PAX: Oatmeal, Rump Roast, Ultra, Sally, Coach K, Chairman Mao, Sex Panther, Pop Up (F3 St. Louis), FOG (FNG fka Jim Recer)
QIC: Alright Alright
10 men gathered in a cool (by August standards), damp gloom for what they thought would be the annual Tour de France workout. However, based on a number of key absences and the late arrival of a couple PAX it was decided that the Tour should be postponed once again. Instead, YHC decided to bring back the Noah’s Ark workout from a Friday morning in January.

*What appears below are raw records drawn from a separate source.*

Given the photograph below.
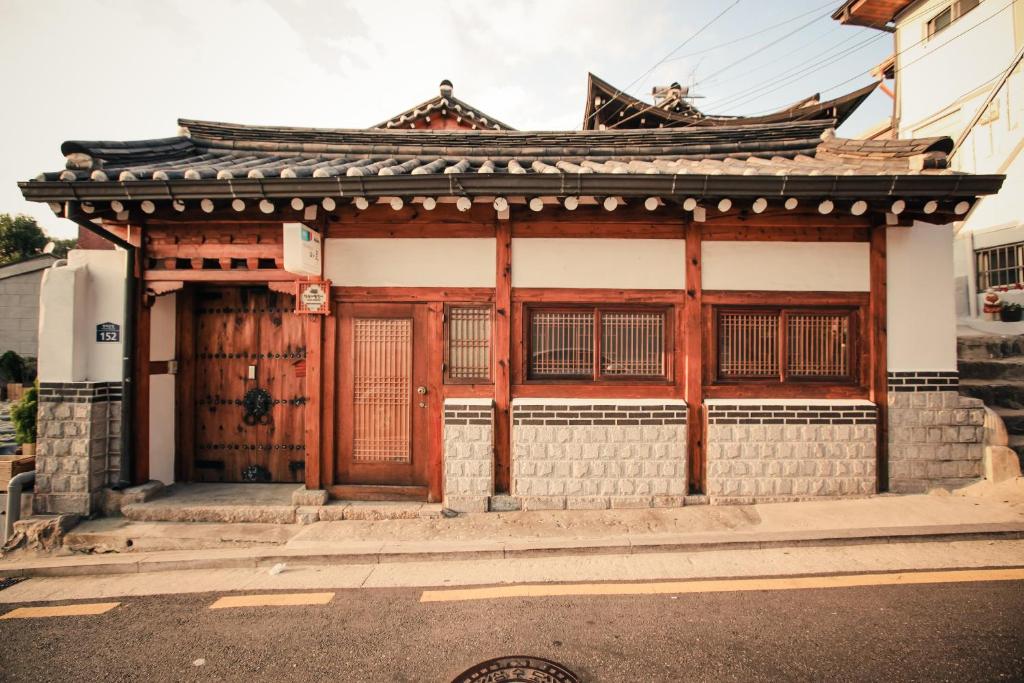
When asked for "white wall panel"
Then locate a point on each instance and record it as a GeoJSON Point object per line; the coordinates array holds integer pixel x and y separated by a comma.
{"type": "Point", "coordinates": [410, 262]}
{"type": "Point", "coordinates": [584, 263]}
{"type": "Point", "coordinates": [796, 266]}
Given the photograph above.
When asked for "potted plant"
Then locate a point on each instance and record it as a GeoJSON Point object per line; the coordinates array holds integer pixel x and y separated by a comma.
{"type": "Point", "coordinates": [24, 415]}
{"type": "Point", "coordinates": [1011, 312]}
{"type": "Point", "coordinates": [12, 374]}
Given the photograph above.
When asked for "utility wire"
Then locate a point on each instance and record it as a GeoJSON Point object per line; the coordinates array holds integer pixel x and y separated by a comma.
{"type": "Point", "coordinates": [660, 61]}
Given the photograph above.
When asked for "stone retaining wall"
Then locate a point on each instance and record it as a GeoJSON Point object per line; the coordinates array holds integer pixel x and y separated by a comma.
{"type": "Point", "coordinates": [469, 454]}
{"type": "Point", "coordinates": [78, 451]}
{"type": "Point", "coordinates": [598, 454]}
{"type": "Point", "coordinates": [787, 450]}
{"type": "Point", "coordinates": [936, 436]}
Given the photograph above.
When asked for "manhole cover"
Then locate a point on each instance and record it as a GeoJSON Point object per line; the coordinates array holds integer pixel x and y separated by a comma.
{"type": "Point", "coordinates": [517, 670]}
{"type": "Point", "coordinates": [7, 583]}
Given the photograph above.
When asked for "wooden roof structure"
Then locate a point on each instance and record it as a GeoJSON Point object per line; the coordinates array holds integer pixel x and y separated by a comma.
{"type": "Point", "coordinates": [445, 112]}
{"type": "Point", "coordinates": [609, 108]}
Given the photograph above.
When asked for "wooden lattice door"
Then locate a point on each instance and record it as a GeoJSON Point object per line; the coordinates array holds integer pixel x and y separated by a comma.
{"type": "Point", "coordinates": [249, 386]}
{"type": "Point", "coordinates": [383, 401]}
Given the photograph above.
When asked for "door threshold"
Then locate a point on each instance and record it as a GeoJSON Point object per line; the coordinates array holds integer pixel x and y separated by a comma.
{"type": "Point", "coordinates": [350, 492]}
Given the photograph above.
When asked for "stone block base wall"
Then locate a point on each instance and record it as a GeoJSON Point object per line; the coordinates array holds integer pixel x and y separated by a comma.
{"type": "Point", "coordinates": [78, 451]}
{"type": "Point", "coordinates": [936, 436]}
{"type": "Point", "coordinates": [469, 454]}
{"type": "Point", "coordinates": [787, 451]}
{"type": "Point", "coordinates": [598, 454]}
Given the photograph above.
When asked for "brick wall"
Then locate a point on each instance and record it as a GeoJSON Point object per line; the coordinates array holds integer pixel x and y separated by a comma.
{"type": "Point", "coordinates": [19, 313]}
{"type": "Point", "coordinates": [600, 454]}
{"type": "Point", "coordinates": [469, 455]}
{"type": "Point", "coordinates": [936, 436]}
{"type": "Point", "coordinates": [78, 446]}
{"type": "Point", "coordinates": [786, 451]}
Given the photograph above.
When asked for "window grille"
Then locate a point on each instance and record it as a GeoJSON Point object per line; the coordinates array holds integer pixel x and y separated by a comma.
{"type": "Point", "coordinates": [748, 345]}
{"type": "Point", "coordinates": [633, 344]}
{"type": "Point", "coordinates": [817, 345]}
{"type": "Point", "coordinates": [999, 265]}
{"type": "Point", "coordinates": [561, 344]}
{"type": "Point", "coordinates": [468, 344]}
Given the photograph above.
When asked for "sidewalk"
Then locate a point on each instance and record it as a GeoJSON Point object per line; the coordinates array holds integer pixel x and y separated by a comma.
{"type": "Point", "coordinates": [981, 512]}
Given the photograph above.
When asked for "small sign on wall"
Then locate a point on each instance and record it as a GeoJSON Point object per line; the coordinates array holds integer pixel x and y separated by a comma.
{"type": "Point", "coordinates": [108, 332]}
{"type": "Point", "coordinates": [313, 297]}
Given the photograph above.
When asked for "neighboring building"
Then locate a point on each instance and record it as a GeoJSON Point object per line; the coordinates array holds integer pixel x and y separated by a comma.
{"type": "Point", "coordinates": [957, 73]}
{"type": "Point", "coordinates": [546, 319]}
{"type": "Point", "coordinates": [19, 304]}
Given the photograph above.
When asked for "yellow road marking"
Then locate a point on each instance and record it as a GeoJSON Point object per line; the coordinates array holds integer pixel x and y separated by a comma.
{"type": "Point", "coordinates": [272, 600]}
{"type": "Point", "coordinates": [82, 609]}
{"type": "Point", "coordinates": [721, 585]}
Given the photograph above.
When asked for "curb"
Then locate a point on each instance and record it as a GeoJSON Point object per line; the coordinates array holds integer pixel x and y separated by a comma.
{"type": "Point", "coordinates": [379, 553]}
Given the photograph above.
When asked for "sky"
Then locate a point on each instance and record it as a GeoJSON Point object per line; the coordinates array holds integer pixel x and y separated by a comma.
{"type": "Point", "coordinates": [118, 70]}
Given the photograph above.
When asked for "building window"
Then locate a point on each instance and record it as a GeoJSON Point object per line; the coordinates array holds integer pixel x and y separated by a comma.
{"type": "Point", "coordinates": [597, 343]}
{"type": "Point", "coordinates": [467, 351]}
{"type": "Point", "coordinates": [950, 14]}
{"type": "Point", "coordinates": [999, 266]}
{"type": "Point", "coordinates": [781, 345]}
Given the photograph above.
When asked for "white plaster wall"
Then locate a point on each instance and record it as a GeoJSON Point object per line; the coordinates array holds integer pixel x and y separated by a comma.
{"type": "Point", "coordinates": [162, 347]}
{"type": "Point", "coordinates": [61, 309]}
{"type": "Point", "coordinates": [410, 262]}
{"type": "Point", "coordinates": [922, 318]}
{"type": "Point", "coordinates": [786, 266]}
{"type": "Point", "coordinates": [584, 262]}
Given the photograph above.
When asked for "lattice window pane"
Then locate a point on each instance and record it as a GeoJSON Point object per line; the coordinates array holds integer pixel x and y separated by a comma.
{"type": "Point", "coordinates": [633, 344]}
{"type": "Point", "coordinates": [561, 344]}
{"type": "Point", "coordinates": [748, 345]}
{"type": "Point", "coordinates": [382, 371]}
{"type": "Point", "coordinates": [818, 345]}
{"type": "Point", "coordinates": [469, 343]}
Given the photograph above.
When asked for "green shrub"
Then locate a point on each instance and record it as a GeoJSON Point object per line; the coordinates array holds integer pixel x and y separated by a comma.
{"type": "Point", "coordinates": [24, 414]}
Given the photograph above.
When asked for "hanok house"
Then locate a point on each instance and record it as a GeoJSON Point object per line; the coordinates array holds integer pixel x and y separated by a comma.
{"type": "Point", "coordinates": [707, 309]}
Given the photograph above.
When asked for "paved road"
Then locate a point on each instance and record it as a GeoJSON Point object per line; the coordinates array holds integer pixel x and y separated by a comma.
{"type": "Point", "coordinates": [964, 632]}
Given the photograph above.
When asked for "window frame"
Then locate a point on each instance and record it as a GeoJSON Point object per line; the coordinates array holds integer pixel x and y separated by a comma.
{"type": "Point", "coordinates": [857, 365]}
{"type": "Point", "coordinates": [597, 376]}
{"type": "Point", "coordinates": [446, 348]}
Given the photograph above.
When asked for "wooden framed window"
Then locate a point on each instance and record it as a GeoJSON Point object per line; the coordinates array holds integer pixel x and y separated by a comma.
{"type": "Point", "coordinates": [467, 344]}
{"type": "Point", "coordinates": [597, 343]}
{"type": "Point", "coordinates": [768, 345]}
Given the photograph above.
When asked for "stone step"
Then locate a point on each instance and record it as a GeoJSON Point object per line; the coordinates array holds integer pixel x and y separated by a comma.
{"type": "Point", "coordinates": [995, 394]}
{"type": "Point", "coordinates": [991, 369]}
{"type": "Point", "coordinates": [983, 347]}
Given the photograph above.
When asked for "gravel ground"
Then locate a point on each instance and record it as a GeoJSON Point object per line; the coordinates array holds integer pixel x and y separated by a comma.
{"type": "Point", "coordinates": [964, 632]}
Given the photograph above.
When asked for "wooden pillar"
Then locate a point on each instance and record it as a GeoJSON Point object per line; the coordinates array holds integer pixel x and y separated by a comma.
{"type": "Point", "coordinates": [314, 393]}
{"type": "Point", "coordinates": [879, 352]}
{"type": "Point", "coordinates": [695, 428]}
{"type": "Point", "coordinates": [503, 351]}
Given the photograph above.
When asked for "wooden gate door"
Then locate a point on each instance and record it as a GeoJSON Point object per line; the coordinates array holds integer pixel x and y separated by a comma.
{"type": "Point", "coordinates": [248, 342]}
{"type": "Point", "coordinates": [383, 404]}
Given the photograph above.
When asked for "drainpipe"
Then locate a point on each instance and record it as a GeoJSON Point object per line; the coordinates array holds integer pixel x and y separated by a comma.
{"type": "Point", "coordinates": [128, 346]}
{"type": "Point", "coordinates": [14, 488]}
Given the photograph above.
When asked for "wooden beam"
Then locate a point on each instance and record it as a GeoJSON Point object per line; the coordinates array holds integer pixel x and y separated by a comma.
{"type": "Point", "coordinates": [503, 357]}
{"type": "Point", "coordinates": [314, 393]}
{"type": "Point", "coordinates": [695, 427]}
{"type": "Point", "coordinates": [878, 335]}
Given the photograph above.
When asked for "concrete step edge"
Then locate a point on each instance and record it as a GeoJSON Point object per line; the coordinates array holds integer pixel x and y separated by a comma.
{"type": "Point", "coordinates": [421, 551]}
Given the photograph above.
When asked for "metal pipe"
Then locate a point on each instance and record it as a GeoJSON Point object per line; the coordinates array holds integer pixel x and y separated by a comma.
{"type": "Point", "coordinates": [14, 486]}
{"type": "Point", "coordinates": [128, 345]}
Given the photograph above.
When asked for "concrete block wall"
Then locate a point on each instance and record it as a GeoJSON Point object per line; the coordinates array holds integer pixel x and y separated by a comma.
{"type": "Point", "coordinates": [469, 454]}
{"type": "Point", "coordinates": [936, 436]}
{"type": "Point", "coordinates": [596, 454]}
{"type": "Point", "coordinates": [760, 451]}
{"type": "Point", "coordinates": [78, 446]}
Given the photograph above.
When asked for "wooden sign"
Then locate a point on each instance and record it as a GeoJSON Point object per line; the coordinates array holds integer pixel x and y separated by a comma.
{"type": "Point", "coordinates": [313, 297]}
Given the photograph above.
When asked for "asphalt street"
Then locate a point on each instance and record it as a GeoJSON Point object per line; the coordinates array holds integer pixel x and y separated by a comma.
{"type": "Point", "coordinates": [963, 632]}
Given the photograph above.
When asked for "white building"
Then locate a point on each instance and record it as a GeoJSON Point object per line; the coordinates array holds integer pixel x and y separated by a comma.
{"type": "Point", "coordinates": [957, 73]}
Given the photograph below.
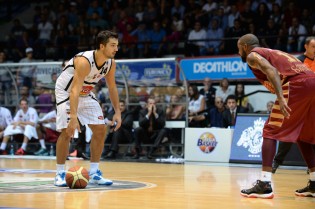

Coincidentally it rained on that day as well.
Mosey to Benches
Mosey to Quad
Ark Loader – Dora Style
Partner 1: Exercise, Partner 2: Bear Crawl around the fountain, flapjack, after both partners have Bear Crawled switch to Crab Walks, after Crab Walks switch to Duck Walks. Modification: Run 3 laps around the fountain
Merkins – 50
Overhead Claps – 100
Nipplers – 150
Knee Ups – 200
Erkins – 250
Yeah Thrusts – 300
Mosey back to Launching Point
Circle of Trust
YHC prayed us out with a prayer that Sally said he had heard me use before. As many times as YHC has Q’ed it is not surprising that the message has been recycled. However, YHC will try to come up with a more creative message next time.
The FOG received his name by saying that instead of FNG he was an FOG for “F***ing Old Guy.” We thought that made perfect sense. He’s about to become a double respect.
Even Coach K mentioned that this workout was a lot/borderline too much upper body.
The PAX all agreed that this tested our mental toughness as much as our physical ability. All of the PAX had to embrace the suck to get through it.
The rain was a welcome addition to this morning’s workout. But the folks at Bubba’s might not have appreciated the soaking wet chairs.
Sally and Rump Roast birthday celebration tonight at HG Supply Co. at 1900.